俳優は一般的に、職業とは認知されていないことが多い。
ちなみにぼくが言っている職業とは、ほかに兼業もなく、永(なが)きに渡ってじぶんの家族をじゅうぶんに守れる仕事であること。
もちろん、だれもが知っているスターは最初から別だろう。
かれらでさえほとんどの場合、映画やドラマだけで生活しているわけではないが。
しかしそこまでいかなくても、俳優業はれっきとした職業である。
わざわざここに書くのは、理由がある。
難しいのは、ここほど需要と供給の崩れた世界はないということだ。
たいていは、若いうちのいい経験くらいにしかならない。
それは残念ながら、疑う余地もない。
趣味でやっている俳優もいるし、仕事としては考えない俳優もいる。
聞けば、みんなプロになりたいと応えるのに?
つまりは、いきなりハードルがあがるからだ。
それが悪いことだとは、微塵(みじん)も思わない。
しかしプロになるのが当たり前だとじぶんで考えていても、意外とまわりの同業者は別のスタンスでのぞんでいたりする。
スタッフにはその違いが判らない。
きみが若ければ、もっともっとだ。
そことの違いを内外へアピールする必要がある。
ぼくはひとつの仕事に一喜一憂しない。
もちろんいつでも最新の仕事に全霊をこめ、現場の期待値をはるかに上回る必要はあるが、バタつきはしない。

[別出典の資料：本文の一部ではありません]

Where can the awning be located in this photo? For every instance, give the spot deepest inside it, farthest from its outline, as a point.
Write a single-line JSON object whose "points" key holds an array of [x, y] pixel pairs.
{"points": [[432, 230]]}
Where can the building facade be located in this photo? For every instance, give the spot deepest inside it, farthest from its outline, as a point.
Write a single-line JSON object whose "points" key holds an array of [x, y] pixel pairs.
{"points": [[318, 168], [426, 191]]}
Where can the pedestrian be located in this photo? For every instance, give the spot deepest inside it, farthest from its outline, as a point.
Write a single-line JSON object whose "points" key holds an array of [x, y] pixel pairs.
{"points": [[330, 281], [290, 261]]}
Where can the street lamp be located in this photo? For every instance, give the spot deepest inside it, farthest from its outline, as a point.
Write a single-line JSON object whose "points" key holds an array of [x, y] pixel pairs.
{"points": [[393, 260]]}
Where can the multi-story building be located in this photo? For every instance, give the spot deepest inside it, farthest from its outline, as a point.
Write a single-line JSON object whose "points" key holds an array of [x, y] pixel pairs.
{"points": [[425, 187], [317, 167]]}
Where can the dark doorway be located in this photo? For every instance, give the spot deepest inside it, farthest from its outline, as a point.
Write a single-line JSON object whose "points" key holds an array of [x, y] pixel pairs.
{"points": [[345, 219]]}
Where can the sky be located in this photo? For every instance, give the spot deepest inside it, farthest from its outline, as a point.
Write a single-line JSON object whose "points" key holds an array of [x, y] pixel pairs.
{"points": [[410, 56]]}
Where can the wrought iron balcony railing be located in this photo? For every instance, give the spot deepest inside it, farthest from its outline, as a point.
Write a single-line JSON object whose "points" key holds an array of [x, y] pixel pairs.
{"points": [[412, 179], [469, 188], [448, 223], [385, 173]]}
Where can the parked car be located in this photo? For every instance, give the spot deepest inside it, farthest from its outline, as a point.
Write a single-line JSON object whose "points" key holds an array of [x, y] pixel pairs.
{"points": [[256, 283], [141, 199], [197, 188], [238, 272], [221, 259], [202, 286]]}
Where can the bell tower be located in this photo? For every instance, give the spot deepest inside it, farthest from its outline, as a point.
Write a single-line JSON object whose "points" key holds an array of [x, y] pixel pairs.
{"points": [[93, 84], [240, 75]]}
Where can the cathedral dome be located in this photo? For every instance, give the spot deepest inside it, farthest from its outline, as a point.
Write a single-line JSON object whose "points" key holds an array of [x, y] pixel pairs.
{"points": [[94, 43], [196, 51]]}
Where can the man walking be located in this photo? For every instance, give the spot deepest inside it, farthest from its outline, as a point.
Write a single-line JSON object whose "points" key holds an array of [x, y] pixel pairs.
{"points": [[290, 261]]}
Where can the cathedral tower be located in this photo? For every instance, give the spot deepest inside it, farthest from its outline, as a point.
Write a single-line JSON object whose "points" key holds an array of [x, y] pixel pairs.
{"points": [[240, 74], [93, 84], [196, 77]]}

口に出すことはいつでも、長期的なビジョンで話をしている。
感情的になるのは、狙いがある。
まわりもスタッフも、一緒に学んでいる同業者でさえ、信じきれるものがあまりにも少ないから。
ただ。
だからといって、これ一本でやっていくビジョンにたいして一瞬でもリアリティーを失ってはならない。

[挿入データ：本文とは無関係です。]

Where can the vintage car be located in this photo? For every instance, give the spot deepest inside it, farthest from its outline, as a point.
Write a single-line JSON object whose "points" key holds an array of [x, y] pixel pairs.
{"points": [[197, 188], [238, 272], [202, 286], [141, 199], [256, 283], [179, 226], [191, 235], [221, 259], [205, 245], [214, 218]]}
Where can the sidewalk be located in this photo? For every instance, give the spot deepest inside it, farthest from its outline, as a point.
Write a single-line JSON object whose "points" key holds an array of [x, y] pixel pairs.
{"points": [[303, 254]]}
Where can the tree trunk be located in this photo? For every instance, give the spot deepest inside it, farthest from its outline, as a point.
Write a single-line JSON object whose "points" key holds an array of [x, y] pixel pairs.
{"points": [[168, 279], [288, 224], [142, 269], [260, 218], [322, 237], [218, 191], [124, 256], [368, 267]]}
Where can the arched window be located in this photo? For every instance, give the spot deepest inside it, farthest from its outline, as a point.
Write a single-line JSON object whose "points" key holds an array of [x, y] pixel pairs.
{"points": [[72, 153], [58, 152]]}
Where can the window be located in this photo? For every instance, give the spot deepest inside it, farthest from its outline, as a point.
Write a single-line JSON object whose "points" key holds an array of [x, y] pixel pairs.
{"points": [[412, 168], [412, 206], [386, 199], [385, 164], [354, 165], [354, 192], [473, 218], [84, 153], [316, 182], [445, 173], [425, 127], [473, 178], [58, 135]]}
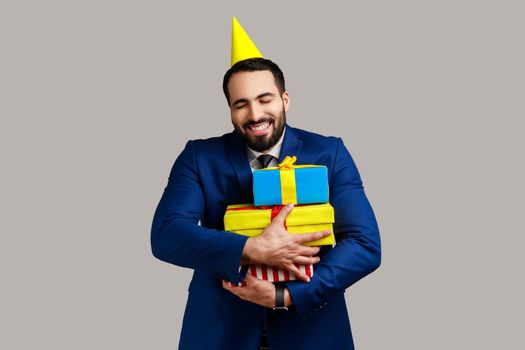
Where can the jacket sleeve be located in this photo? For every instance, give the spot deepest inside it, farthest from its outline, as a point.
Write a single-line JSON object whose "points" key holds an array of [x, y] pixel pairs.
{"points": [[358, 249], [177, 237]]}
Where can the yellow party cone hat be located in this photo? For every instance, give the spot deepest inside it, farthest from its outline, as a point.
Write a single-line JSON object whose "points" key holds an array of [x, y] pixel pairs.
{"points": [[242, 46]]}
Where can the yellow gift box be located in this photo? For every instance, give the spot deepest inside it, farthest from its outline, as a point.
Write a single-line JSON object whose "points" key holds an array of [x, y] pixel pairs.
{"points": [[247, 220]]}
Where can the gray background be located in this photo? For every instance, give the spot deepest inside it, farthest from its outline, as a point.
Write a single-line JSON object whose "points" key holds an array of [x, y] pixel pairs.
{"points": [[99, 97]]}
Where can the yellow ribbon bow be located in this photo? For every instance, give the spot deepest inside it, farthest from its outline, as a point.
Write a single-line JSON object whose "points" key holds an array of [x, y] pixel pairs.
{"points": [[287, 176], [288, 162]]}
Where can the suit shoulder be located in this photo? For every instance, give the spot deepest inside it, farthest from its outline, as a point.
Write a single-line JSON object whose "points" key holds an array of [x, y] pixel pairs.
{"points": [[308, 136]]}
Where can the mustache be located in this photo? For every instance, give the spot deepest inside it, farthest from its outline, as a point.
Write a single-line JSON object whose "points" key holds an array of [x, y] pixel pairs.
{"points": [[262, 120]]}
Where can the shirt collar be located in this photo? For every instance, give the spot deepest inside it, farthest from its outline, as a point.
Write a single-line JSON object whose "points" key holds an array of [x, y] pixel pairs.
{"points": [[274, 151]]}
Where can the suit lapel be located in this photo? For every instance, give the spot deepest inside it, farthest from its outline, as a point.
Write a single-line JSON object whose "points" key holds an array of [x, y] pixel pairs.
{"points": [[236, 152]]}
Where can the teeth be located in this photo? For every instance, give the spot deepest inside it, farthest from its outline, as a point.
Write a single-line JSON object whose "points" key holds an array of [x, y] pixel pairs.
{"points": [[260, 127]]}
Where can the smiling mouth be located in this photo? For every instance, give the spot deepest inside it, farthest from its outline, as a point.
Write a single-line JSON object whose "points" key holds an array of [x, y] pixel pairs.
{"points": [[259, 128]]}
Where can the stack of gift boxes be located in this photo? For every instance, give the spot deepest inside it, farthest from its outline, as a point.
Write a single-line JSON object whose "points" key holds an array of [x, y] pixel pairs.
{"points": [[306, 186]]}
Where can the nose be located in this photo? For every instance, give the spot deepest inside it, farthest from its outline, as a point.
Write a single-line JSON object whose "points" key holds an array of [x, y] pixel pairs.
{"points": [[255, 112]]}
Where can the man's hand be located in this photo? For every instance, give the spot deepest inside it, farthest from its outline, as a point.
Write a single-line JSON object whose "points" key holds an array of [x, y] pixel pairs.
{"points": [[257, 291], [276, 247]]}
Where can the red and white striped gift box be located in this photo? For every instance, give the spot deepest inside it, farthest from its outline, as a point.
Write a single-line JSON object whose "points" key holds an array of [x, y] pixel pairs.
{"points": [[275, 274]]}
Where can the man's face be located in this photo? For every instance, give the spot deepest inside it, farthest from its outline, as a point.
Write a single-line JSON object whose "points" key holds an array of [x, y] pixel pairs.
{"points": [[258, 110]]}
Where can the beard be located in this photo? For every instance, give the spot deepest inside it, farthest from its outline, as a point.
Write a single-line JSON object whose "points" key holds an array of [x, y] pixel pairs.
{"points": [[264, 142]]}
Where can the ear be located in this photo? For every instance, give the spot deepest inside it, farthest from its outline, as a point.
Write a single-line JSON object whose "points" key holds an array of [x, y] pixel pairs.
{"points": [[286, 100]]}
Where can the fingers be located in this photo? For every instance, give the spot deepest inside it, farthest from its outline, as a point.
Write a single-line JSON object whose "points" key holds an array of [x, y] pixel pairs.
{"points": [[298, 273], [283, 214], [308, 251], [314, 236], [307, 260]]}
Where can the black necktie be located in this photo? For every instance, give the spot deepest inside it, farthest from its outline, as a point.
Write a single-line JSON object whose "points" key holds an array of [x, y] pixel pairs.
{"points": [[264, 160]]}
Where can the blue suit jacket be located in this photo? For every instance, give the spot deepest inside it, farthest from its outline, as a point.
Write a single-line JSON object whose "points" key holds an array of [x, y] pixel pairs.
{"points": [[213, 173]]}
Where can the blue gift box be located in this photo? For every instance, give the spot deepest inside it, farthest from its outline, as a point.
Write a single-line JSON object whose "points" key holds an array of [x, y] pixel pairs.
{"points": [[301, 184]]}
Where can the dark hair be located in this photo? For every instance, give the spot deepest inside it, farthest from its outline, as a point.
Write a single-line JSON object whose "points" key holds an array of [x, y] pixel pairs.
{"points": [[252, 65]]}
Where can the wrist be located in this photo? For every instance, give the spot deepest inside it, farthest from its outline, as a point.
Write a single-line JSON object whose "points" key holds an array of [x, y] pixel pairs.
{"points": [[250, 253], [287, 298]]}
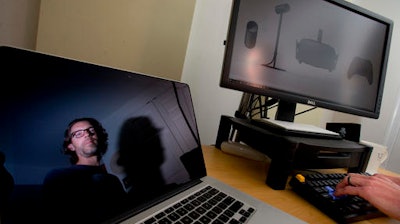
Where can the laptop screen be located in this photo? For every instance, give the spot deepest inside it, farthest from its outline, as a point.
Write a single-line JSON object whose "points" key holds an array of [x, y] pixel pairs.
{"points": [[153, 145]]}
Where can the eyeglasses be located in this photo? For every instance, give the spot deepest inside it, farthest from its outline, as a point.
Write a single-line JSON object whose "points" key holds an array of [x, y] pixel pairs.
{"points": [[81, 133]]}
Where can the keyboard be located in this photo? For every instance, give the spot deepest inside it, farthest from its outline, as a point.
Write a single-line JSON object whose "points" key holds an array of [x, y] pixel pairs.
{"points": [[318, 189], [209, 205]]}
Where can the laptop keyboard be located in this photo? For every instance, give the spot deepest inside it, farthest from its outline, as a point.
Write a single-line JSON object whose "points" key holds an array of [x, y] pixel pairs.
{"points": [[209, 205]]}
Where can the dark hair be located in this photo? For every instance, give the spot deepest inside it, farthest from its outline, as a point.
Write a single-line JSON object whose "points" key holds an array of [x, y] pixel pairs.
{"points": [[102, 138]]}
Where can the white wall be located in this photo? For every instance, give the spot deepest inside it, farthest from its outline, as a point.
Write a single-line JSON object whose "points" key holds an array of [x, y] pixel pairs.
{"points": [[203, 64], [18, 22]]}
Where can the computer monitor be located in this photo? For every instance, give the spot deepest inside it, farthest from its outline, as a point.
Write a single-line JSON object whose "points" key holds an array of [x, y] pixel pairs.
{"points": [[324, 53]]}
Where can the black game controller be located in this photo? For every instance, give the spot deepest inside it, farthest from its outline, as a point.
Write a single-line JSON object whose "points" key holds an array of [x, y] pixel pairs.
{"points": [[361, 67]]}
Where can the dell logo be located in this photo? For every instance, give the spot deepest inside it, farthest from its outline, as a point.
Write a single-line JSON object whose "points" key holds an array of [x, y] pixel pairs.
{"points": [[311, 102]]}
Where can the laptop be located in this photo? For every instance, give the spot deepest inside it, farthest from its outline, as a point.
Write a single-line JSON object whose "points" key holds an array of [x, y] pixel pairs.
{"points": [[158, 161]]}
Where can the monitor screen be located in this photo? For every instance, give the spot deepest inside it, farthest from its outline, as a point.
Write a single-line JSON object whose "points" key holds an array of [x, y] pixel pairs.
{"points": [[324, 53]]}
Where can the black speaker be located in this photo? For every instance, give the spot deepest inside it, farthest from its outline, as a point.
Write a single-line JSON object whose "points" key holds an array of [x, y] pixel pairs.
{"points": [[349, 131]]}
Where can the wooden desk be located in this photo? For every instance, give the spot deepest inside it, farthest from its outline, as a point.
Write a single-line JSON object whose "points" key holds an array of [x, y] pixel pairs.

チームとして、同じメンタルで進めて行かなければならない。
もしいつかぼくにそれがなくなったら、きっとそのときが引退のタイミングだろう。
この業界は本当に生き残るひとはすくない。
だからといって、それが当然だと慣れてしまってはダメだ。
どの世界でも最後に残るのは、準備をし、最期まで信じられた人間だけだ。